REPRESENTATIVE SHERMAN, who attended the Constitutional Convention which framed our Constitution points to the intentions for which a power over naturalization was granted to Congress. He says: “that Congress should have the power of naturalization, in order toprevent particular States receiving citizens, and forcing them upon others who would not have received them in any other manner. It was therefore meant to guard against an improper mode of naturalization, rather than foreigners should be received upon easier terms than those adopted by the several States.” see CONGRESSIONAL DEBATES, Rule of Naturalization, Feb. 3rd, 1790 PAGE 1148

In addition, REPRESENTATIVE WHITE while debating the Rule of Naturalization notes the narrow limits of what “Naturalization” [the power granted to Congress] means, and he ”doubted whether the constitution authorized Congress to say on what terms aliens or citizens should hold lands in the respective States; the power vested by the Constitution in Congress, respecting the subject now before the House, extend to nothing more than making a uniform rule of naturalization. After a person has once become a citizen, the power of congress ceases to operate upon him; the rights and privileges of citizens in the several States belong to those States; but a citizen of one State is entitled to all the privileges and immunities of the citizens in the several States…..all, therefore, that the House have to do on this subject, is to confine themselves to an uniform rule of naturalization and not to a general definition of what constitutes the rights of citizenship in the several States.” see: Rule of Naturalization, Feb. 3rd, 1790, page 1152

And finally, REPRESENTATIVE STONEconcluded that the laws and constitutions of the States, and the constitution of the United States; would trace out the steps by which they should acquire certain degrees of citizenship [page 1156]. Congress may point out a uniform rule of naturalization; but cannot say what shall be the effect of that naturalization, as it respects the particular States. Congress cannot say that foreigners, naturalized, under a general law, shall be entitled to privileges which the States withhold from native citizens. See: Rule of Naturalization, Feb. 3rd, 1790, pages 1156 and 1157

Finally, let us recall what Representative BURKE says during our Nations` first debate on a RULE OF NATURALIZATION, FEB. 3RD, 1790

Mr. BURKE thought it of importance to fill the country with useful men, such as farmers, mechanics, and manufacturers, and, therefore, would hold out every encouragement to them to emigrate to America. This class he would receive on liberal terms; and he was satisfied there would be room enough for them, and for their posterity, for five hundred years to come. There was another class of men, whom he did not think useful, and he did not care what impediments were thrown in their way; such as your European merchants, and factors of merchants, who come with a view of remaining so long as will enable them to acquire a fortune, and then they will leave the country, and carry off all their property with them. These people injure us more than they do us good, and, except in this last sentiment, I can compare them to nothing but leeches. They stick to us until they get their fill of our best blood, and then they fall off and leave us. I look upon the privilege of an American citizen to be an honorable one, and it ought not to be thrown away upon such people. There is another class also that I would interdict, that is, the convicts and criminals which they pour out of British jails. I wish sincerely some mode could be adopted to prevent the importation of such; but that, perhaps, is not in our power; the introduction of them ought to be considered as a high misdemeanor.

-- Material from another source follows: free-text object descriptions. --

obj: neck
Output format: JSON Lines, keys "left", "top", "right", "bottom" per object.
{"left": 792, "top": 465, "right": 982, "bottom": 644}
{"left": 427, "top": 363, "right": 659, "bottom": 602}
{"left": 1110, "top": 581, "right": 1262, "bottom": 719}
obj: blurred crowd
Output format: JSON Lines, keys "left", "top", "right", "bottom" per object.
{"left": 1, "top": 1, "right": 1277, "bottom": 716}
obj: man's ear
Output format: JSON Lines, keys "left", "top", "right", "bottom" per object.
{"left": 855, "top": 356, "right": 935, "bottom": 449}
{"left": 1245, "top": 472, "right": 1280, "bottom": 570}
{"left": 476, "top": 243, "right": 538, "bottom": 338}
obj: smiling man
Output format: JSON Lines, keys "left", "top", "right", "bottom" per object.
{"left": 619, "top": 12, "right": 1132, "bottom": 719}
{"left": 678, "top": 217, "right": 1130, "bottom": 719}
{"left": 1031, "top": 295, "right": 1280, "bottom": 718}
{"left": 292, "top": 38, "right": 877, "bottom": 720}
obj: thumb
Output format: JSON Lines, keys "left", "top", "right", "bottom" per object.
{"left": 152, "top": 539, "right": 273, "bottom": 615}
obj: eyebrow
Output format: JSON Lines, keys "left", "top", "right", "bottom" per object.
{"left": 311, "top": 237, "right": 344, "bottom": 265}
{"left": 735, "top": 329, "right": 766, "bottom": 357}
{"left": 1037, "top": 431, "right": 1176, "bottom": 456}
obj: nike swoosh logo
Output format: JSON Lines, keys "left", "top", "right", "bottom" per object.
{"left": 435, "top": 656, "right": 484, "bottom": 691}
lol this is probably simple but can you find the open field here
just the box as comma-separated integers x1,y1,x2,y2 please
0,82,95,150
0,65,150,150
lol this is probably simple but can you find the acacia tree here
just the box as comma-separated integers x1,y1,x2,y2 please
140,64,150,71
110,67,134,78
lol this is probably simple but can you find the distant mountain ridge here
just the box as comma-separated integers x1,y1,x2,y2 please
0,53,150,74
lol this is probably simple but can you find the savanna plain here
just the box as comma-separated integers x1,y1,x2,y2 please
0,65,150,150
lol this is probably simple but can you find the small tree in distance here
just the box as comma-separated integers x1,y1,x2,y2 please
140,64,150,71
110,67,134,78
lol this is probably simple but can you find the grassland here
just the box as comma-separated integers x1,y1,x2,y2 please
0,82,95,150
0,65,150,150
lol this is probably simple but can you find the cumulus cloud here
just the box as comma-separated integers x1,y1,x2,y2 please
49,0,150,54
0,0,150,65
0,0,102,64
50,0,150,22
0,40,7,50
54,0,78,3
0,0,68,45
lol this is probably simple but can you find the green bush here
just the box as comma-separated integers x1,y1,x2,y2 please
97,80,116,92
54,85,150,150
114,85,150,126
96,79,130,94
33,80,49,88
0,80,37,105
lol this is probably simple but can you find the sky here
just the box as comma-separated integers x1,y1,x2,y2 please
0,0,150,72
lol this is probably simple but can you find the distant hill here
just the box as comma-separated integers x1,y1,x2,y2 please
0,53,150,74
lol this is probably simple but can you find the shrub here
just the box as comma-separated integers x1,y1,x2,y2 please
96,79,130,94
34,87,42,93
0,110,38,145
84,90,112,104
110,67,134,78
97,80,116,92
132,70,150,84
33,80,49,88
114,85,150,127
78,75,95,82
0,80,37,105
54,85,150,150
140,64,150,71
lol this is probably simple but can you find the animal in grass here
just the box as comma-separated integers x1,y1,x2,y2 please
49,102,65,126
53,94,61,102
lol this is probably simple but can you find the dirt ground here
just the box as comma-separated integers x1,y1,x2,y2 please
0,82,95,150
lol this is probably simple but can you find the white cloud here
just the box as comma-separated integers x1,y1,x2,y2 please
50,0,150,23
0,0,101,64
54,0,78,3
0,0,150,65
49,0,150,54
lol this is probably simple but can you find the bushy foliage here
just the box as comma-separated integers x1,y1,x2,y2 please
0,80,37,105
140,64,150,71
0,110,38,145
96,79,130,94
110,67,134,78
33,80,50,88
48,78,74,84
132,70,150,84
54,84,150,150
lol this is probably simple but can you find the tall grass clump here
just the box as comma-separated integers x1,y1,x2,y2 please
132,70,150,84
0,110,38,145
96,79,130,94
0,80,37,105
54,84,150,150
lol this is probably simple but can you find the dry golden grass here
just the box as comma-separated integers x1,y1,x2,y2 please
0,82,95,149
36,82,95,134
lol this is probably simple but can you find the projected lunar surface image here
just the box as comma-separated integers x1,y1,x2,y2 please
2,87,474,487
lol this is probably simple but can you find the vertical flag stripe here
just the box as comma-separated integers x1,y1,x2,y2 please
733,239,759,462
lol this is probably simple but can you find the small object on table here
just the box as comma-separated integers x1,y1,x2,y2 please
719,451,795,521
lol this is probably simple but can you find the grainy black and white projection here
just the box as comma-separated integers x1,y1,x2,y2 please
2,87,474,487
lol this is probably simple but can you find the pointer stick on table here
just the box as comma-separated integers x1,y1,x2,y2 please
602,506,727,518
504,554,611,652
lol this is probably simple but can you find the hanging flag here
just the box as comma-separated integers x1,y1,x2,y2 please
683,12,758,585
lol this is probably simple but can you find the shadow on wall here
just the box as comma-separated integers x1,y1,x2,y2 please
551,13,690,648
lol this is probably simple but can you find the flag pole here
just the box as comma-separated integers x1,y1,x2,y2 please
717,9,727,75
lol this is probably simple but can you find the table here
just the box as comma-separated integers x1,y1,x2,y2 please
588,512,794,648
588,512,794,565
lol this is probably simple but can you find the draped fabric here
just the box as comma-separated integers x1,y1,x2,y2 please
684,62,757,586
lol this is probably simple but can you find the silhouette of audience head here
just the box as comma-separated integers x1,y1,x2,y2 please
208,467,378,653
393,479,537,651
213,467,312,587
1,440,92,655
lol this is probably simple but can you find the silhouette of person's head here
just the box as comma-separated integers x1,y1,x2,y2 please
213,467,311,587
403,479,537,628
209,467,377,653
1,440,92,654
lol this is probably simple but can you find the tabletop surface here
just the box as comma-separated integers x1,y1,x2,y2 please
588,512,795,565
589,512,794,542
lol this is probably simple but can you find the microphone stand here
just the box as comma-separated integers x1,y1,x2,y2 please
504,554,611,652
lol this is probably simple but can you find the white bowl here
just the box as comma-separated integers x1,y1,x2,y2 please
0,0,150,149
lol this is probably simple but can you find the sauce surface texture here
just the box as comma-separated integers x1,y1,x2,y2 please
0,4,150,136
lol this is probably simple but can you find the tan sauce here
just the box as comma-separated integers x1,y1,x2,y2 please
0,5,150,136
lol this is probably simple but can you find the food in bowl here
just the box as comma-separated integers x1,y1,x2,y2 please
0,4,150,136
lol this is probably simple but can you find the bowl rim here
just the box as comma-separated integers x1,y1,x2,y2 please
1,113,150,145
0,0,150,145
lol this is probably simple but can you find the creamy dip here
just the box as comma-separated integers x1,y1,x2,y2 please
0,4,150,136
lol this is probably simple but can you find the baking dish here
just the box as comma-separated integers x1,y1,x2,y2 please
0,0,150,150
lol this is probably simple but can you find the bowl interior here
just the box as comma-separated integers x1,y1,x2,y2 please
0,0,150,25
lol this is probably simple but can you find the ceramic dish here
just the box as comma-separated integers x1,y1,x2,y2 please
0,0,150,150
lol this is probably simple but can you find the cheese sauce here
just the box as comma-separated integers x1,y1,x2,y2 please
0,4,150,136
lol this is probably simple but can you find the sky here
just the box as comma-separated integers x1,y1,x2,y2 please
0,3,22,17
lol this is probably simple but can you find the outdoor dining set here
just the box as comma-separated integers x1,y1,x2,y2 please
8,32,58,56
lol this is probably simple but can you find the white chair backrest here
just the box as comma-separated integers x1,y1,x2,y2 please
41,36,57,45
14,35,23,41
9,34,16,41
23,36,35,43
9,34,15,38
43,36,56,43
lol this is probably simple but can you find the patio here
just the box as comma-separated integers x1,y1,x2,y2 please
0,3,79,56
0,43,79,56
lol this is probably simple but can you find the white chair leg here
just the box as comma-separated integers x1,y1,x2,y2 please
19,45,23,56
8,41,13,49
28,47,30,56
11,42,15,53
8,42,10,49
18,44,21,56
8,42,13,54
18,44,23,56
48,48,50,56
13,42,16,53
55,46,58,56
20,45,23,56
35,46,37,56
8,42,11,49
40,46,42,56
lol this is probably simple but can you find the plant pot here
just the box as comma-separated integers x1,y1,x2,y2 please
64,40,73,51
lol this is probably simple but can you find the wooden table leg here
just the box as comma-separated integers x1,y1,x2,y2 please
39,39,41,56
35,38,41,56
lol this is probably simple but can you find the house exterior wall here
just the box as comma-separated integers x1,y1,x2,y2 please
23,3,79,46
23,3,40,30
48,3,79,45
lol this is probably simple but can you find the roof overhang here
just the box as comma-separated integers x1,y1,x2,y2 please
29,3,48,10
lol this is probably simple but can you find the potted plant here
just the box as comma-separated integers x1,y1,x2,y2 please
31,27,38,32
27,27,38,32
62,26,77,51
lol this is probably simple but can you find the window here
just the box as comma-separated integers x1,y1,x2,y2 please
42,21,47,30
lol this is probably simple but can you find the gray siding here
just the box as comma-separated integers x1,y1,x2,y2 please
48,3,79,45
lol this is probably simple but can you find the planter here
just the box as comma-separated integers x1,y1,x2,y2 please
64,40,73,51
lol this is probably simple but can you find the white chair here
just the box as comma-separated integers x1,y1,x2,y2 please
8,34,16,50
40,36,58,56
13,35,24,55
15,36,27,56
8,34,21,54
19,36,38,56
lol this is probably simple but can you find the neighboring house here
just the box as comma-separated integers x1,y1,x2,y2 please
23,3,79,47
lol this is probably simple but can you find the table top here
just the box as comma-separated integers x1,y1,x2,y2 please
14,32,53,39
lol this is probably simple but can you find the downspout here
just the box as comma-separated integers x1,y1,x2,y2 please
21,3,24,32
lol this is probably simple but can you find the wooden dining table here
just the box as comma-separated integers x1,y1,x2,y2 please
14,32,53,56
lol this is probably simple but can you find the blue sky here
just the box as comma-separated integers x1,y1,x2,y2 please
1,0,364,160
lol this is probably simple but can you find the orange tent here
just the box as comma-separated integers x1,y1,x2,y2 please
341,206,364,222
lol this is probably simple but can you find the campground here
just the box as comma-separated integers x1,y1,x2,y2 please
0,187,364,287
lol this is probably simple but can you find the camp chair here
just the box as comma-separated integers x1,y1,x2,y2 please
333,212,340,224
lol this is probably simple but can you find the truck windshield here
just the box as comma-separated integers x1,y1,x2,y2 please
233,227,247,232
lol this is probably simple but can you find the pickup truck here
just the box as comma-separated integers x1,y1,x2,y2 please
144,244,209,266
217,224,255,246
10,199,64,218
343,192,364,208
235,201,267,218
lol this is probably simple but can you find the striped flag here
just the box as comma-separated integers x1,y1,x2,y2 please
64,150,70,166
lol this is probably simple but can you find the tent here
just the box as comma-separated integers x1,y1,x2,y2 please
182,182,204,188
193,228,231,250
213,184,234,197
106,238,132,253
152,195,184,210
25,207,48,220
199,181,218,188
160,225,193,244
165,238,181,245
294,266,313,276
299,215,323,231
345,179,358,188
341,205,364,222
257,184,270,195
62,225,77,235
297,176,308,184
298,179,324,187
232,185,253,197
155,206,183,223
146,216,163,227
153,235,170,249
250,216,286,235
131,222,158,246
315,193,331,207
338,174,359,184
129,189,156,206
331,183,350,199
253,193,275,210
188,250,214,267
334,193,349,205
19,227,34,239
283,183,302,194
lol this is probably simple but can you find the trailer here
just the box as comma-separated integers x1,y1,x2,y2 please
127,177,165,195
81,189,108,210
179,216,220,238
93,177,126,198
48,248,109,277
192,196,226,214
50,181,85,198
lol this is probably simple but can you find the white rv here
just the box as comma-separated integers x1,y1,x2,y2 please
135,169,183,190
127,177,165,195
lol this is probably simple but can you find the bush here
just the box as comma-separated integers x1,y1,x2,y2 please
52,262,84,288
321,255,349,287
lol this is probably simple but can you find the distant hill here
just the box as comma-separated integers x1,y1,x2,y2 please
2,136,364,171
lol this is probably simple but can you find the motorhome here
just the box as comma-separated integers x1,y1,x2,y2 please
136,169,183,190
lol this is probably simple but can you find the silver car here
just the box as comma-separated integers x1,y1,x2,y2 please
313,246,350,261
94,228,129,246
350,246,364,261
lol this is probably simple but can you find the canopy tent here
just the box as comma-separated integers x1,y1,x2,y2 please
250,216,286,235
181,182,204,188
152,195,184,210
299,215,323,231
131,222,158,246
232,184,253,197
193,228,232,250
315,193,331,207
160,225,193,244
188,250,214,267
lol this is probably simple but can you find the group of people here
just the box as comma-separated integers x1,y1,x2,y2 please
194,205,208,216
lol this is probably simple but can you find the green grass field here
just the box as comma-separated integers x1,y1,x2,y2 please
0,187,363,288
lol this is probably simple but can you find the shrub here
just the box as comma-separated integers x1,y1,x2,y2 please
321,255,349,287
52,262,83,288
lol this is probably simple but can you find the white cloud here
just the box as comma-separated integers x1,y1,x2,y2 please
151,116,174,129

So, as it turns out, the kind of immigrants Obama is attempting to force upon the states from Mexico, Central America and now Syria ___ the poverty stricken, poorly educated, low skilled, and/or destitute populations of other countries ____ ought to be viewed as a “high misdemeanor” which happens to be an impeachable offense!


The surest way for Obama to accomplish his fundamental transformation of America is to flood America with the poverty stricken and destitute populations of other countries.